Başvuruya konu yargılama evrakının incelenmesinden, bahse konu davanın şiddetli geçimsizlik olgusuna dayalı boşanma davası olduğu, iddiaya konu CD’nin davacı tarafça delil olarak Mahkemeye sunulduğu, başvurucu tarafından da CD içeriğinde yer alan ve kendisine ait olan beyanların davacı ile yaptığı bir tartışma kapsamında kaydedilmiş olduğunun belirtildiği, CD içeriğinin bilirkişi vasıtasıyla dökümünün yaptırıldığı ve içerikte başvurucu tarafından davacıya kişilik haklarının ihlali olarak nitelenen sözler söylendiğinin tespit edildiği görülmektedir. Söz konusu CD’nin delil olma niteliğinin Mahkemece değerlendirildiği ve gerekçede de CD’de yer alan konuşmaların tarafların ortak hayatlarının sürdüğü müşterek hanede yapıldığı ve bu yerin özel alan olarak nitelendirilmesinin evlilik müessesesi ile bağdaşmayacağı belirtilerek ilgili delile değer atfedildiğinin belirtildiği anlaşılmaktadır. CD içeriği ve bilirkişi raporuna başvurucu tarafça vakıf olunduğu ve içeriğindeki beyanlar kabul edilmekle birlikte bir tartışma sonrasında söylenilen sözler olduğu belirtilerek delil içeriğine erişilerek tartışıldığı, yargılama sürecinde şiddetli geçimsizlik olgusunu ispat için gösterilen taraf tanıklarının da dinlenildiği ve Mahkemece söz konusu deliller kapsamında, başvurucunun davacıya karşı sözlü ve fiili saldırılarda bulunduğu tespitlerine yer verilerek şiddetli geçimsizliğe neden olan olaylarda kusurun ağırlığının başvurucuda olduğunun belirtildiği anlaşılmaktadır.

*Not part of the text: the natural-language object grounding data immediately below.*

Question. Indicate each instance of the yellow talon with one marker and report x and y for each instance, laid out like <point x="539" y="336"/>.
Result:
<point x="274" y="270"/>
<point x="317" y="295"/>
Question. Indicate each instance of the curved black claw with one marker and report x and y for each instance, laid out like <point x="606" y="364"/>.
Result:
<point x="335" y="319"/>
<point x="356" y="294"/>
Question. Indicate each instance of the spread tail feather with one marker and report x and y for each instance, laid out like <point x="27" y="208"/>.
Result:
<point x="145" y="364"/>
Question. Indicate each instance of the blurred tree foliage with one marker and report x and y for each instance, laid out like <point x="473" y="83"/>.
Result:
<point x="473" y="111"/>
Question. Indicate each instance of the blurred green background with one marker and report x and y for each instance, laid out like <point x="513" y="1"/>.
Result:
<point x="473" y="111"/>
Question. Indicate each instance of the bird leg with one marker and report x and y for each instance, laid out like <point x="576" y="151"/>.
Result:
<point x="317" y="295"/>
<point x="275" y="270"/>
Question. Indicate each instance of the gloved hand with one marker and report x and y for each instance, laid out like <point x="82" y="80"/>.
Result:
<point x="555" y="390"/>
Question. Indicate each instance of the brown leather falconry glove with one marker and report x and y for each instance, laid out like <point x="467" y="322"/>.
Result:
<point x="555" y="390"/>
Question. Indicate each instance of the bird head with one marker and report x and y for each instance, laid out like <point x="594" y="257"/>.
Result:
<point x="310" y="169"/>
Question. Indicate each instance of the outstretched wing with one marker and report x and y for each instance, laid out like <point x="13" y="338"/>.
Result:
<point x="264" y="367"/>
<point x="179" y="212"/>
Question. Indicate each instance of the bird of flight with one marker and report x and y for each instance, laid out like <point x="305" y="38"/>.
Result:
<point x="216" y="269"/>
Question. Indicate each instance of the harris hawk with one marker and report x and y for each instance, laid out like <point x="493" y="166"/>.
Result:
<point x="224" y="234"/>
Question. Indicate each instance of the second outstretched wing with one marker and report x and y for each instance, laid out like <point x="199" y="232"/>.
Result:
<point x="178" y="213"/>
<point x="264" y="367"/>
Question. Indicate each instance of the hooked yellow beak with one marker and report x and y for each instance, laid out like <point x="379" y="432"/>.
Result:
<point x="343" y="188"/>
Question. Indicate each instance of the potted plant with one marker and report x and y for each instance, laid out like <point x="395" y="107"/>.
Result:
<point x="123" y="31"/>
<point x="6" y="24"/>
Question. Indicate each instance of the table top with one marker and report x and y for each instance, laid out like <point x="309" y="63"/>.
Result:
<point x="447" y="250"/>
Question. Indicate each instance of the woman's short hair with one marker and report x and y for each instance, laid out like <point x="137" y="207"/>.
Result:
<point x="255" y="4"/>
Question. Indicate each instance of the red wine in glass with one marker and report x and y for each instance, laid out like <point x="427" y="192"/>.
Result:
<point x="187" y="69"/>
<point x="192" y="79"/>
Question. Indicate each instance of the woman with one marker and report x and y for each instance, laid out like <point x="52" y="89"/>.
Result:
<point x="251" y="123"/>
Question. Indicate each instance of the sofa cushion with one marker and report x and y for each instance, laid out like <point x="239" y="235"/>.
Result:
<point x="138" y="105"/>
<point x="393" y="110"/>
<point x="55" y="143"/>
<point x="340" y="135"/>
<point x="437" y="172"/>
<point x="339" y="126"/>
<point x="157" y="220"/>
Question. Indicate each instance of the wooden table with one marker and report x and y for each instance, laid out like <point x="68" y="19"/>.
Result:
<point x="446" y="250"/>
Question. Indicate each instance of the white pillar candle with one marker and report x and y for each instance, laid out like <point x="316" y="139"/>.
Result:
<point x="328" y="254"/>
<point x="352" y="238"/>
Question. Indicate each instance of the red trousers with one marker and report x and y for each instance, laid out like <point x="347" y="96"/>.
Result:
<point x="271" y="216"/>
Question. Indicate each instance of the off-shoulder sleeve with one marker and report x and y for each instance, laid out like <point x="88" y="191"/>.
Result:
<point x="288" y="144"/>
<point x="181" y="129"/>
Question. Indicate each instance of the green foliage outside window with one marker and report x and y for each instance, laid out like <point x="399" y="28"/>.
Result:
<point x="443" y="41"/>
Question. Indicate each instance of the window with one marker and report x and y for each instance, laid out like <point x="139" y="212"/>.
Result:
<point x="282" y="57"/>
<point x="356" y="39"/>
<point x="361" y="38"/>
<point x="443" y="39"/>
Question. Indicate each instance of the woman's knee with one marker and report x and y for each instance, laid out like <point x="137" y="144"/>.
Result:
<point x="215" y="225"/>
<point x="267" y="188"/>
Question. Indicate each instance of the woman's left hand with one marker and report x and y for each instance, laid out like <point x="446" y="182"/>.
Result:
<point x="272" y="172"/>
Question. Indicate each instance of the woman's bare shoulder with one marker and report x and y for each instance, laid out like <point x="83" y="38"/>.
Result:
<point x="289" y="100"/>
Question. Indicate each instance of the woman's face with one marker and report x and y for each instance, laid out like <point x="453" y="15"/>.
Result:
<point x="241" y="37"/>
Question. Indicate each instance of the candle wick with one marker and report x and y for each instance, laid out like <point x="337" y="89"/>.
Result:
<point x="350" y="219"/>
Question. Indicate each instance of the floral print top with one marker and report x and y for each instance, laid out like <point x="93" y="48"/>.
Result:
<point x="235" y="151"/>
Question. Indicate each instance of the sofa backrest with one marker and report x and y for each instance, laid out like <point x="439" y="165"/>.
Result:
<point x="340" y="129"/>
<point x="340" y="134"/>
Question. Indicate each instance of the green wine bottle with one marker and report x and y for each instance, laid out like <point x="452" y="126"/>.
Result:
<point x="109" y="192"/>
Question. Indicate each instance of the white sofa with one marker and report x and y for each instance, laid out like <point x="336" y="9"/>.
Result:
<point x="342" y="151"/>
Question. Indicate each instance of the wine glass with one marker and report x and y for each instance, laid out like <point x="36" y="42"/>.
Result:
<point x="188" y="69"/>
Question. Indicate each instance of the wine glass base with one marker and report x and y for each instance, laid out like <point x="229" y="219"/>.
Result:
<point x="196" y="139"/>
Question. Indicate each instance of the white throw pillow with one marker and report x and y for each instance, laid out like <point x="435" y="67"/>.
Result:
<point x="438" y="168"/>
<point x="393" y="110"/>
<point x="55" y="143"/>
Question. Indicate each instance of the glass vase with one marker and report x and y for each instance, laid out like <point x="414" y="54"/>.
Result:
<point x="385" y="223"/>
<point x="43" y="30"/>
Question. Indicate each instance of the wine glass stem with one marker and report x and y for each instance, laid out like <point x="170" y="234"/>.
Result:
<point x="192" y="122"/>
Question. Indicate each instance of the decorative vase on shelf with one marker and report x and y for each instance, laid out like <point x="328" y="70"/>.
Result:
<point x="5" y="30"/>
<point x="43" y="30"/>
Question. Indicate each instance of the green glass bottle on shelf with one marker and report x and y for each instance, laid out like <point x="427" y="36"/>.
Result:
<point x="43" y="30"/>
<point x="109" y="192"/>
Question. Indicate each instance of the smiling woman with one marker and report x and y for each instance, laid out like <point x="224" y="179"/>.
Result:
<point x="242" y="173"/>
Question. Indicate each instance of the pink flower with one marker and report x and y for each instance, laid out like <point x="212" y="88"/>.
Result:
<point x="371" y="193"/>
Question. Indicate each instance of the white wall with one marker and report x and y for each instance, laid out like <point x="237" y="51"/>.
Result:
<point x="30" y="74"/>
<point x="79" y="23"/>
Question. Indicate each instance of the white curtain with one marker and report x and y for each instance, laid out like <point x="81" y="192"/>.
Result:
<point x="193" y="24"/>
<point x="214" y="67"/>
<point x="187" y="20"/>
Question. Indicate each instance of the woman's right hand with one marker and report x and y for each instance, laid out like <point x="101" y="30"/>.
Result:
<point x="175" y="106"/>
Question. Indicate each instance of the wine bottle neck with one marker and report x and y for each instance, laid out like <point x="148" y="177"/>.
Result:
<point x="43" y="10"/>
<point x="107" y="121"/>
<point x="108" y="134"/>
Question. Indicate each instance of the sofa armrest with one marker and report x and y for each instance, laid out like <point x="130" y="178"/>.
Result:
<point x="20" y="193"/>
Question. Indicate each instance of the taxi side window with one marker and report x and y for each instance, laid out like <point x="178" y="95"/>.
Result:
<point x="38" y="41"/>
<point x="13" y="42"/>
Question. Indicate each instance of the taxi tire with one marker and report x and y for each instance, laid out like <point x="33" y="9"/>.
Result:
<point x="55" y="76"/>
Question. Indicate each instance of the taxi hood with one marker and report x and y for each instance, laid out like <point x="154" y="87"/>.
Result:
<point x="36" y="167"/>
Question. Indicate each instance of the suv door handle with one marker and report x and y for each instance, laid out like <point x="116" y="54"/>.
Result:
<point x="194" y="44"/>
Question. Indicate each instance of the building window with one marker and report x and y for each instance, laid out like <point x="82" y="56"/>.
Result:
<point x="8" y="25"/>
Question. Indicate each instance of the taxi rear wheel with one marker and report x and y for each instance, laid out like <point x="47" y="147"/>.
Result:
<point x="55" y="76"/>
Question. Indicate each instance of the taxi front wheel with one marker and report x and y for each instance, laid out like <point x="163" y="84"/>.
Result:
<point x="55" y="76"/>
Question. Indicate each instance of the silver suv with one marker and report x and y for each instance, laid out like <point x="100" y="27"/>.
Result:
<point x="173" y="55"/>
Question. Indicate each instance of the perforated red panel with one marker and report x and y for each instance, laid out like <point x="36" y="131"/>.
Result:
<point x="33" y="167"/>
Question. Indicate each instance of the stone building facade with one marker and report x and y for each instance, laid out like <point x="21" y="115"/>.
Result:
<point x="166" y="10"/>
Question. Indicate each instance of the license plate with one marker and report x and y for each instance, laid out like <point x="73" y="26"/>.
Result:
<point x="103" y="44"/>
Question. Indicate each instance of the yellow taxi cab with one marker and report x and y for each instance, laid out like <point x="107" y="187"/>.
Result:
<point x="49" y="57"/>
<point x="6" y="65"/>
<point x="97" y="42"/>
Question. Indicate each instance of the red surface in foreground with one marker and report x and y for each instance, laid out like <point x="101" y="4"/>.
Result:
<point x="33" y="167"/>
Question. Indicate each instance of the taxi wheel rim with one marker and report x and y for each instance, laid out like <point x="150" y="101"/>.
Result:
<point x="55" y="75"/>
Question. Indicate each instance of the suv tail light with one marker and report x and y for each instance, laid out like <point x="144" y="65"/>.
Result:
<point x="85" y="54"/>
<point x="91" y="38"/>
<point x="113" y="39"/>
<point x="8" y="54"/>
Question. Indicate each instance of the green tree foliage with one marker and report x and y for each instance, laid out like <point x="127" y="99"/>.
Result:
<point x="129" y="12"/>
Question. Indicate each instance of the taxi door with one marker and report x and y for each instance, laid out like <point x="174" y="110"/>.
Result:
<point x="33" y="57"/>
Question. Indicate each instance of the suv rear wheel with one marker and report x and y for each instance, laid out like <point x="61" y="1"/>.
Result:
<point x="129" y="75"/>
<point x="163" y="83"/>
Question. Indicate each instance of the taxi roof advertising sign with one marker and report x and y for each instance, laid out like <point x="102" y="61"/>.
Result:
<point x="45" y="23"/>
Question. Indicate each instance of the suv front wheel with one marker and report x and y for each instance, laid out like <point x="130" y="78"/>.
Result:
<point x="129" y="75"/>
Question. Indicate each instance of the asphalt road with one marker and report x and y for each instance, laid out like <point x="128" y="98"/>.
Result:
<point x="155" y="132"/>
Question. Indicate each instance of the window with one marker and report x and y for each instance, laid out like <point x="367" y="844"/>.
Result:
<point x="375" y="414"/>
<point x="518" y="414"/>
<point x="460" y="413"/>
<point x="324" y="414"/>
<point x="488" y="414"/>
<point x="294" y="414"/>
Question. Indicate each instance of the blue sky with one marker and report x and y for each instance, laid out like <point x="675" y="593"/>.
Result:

Başvurucu tarafından delil niteliği tartışılan CD’nin çelişmeli bir yargılamada tarafların iddia ve beyanları kapsamında incelendiği, delillerin değerlendirilmesi bağlamında yargılamayı hakkaniyete aykırı hale getirecek bir bulguya rastlanılmadığı anlaşılmakla, başvurucunun Anayasa’nın 36. maddesinde güvence altına alınan adil yargılanma hakkının ihlal edilmediğine karar verilmiştir.